Anleitung zum christlichen Unterwegssein

Passend zum Schwerpunktthema dieser Ausgabe soll hier ein kleiner Ratgeber zum Pilgern vorgestellt werden, den die beiden Spezialistinnen für das Thema, Hildegard Huwe und Miriam Penkhues, geschrieben haben. Das Buch ist geprägt von den jahrelangen eigenen Erfahrungen der Autorinnen auf Pilgerwegen, aber auch in der Begleitung von Pilger:innen. Besondere Anschaulichkeit erhält das Buch durch die Schilderung von kleinen Geschichten und Erlebnissen beim Pilgern, die die Autorinnen selbst gemacht haben und die immer wieder zwischendurch eingestreut werden. Die auf vielen Wegen gesammelten Erfahrungen reflektieren die Autorinnen vor dem Hintergrund des christlichen Glaubens und nehmen in allen Kapiteln Bezug auf biblische und andere religiöse Texte.

Dabei geht es nicht darum, „richtiges“ von „falschem“ Pilgern zu unterscheiden. Natürlich gibt es eher technische Dinge, die sinnvollerweise zu beachten sind, wie ein nicht zu schwerer Rucksack oder die Aufmerksamkeit für körperliche Überforderung. Das Buch bietet aber keine Liste von ohnehin vieldiskutierten Dos und Don’ts, um nicht zu überdecken, worum es eigentlich beim Pilgern geht, nämlich die eigene Motivation zum Pilgern: Warum steigt man für eine bestimmte Zeit aus dem Alltag aus und begibt sich auf einen körperlich anstrengenden Weg? Weil das Pilgern die Möglichkeit bietet, Lebensthemen zu bearbeiten, wie es in der normalen Alltagsroutine nicht möglich ist. Es gibt daher auch keine Patentrezepte für das Pilgern, sondern jede Entscheidung sollte so getroffen werden, dass sie für den „inneren Weg“, für das eigene Anliegen zuträglich ist.

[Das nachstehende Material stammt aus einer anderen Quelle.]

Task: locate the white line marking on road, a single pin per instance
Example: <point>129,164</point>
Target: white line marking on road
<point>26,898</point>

Huwe und Penkhues charakterisieren das Pilgern durch Freiheit und Sich-Freimachen, durch Bewegung in der Langsamkeit des Gehens sowie durch Veränderung und Neuausrichtung. In der Verbindung dieser drei Facetten liegt das Geheimnis des Pilgerns. Es gibt jedoch keine Erfolgsgarantie beim Pilgern, man kann nicht nur an Grenzen stoßen, sondern auch scheitern. Wichtig ist es daher, das gesellschaftlich oft tabuisierte Scheitern nicht als Blamage zu verdrängen, sondern es als Teil des Lebens anzuerkennen, anzunehmen und sich damit auseinanderzusetzen. Das Modell der Krisenbewältigung nach Kübler-Ross kann dabei hilfreich sein.

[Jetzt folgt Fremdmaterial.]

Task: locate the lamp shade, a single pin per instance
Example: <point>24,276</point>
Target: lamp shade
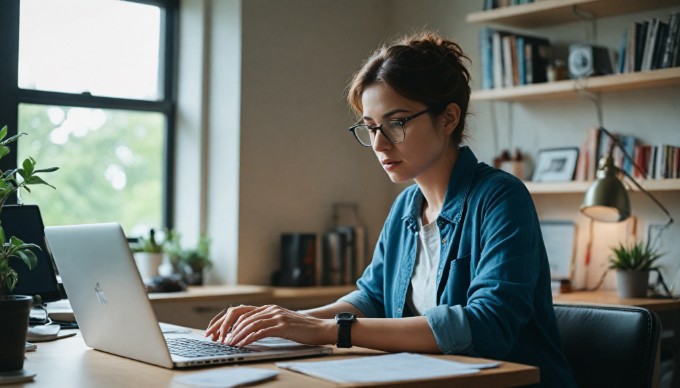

Das Buch enthält auch viele Impulse für die Gestaltung des täglichen Weges und die Verbindung der Pilgererfahrungen mit dem Alltag. Ein herausnehmbares Begleitheft bietet viele Texte und Übungen, die dabei helfen sollen, den äußeren Pilgerweg und den inneren Lebensweg zu verbinden. So ist ein gut lesbares, erfahrungsgesättigtes und kluges Buch entstanden, das man jedem empfehlen kann, der sich auf einen Pilgerweg macht. Es ist sogar hilfreich für Menschen, die selbst gar nicht pilgern wollen oder können, sondern eine spirituelle Anleitung für die Gestaltung und Reflexion ihres eigenen inneren Lebensweges aus der christlichen Tradition suchen.

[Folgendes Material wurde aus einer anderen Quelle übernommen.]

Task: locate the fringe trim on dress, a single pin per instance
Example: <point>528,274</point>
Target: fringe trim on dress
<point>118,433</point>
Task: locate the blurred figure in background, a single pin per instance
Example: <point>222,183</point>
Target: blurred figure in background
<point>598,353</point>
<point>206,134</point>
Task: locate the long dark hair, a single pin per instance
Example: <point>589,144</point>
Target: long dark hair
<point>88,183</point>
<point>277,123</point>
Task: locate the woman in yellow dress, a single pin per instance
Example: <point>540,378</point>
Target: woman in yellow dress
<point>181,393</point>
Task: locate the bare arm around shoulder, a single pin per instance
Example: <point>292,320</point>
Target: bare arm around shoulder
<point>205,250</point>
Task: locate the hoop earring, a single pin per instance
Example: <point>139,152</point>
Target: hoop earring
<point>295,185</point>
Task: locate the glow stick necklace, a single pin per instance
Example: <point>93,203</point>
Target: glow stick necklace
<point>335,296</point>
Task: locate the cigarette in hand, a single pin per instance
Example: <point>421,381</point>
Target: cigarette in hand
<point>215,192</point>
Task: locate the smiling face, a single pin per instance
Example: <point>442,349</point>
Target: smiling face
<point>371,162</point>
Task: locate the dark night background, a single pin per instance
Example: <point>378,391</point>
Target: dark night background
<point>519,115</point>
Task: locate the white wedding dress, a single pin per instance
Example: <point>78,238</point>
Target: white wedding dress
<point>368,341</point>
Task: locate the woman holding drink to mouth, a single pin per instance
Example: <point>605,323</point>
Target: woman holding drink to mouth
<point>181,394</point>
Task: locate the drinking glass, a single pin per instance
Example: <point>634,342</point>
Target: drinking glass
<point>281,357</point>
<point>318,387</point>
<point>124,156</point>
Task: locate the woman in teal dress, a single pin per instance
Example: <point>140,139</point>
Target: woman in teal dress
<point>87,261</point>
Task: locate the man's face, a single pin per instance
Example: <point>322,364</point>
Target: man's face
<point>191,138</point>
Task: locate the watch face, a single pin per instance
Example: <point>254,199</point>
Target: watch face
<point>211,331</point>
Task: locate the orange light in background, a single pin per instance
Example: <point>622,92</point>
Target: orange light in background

Ein Aspekt fehlt dem Buch vielleicht noch: Es ist für die individuelle Perspektive geschrieben. Gesellschaftliche Themen, die sich z. B. durch die Geschichte der Orte und Landschaften nahelegen, an denen man vorbeikommt und durch die man pilgert, kommen weniger in den Blick; dies könnten etwa Nachhaltigkeit, Gerechtigkeit oder Frieden sein. Das hätte das Buch möglicherweise überfrachtet, doch ist auch diese überindividuelle Perspektive beim Pilgern nicht unwichtig.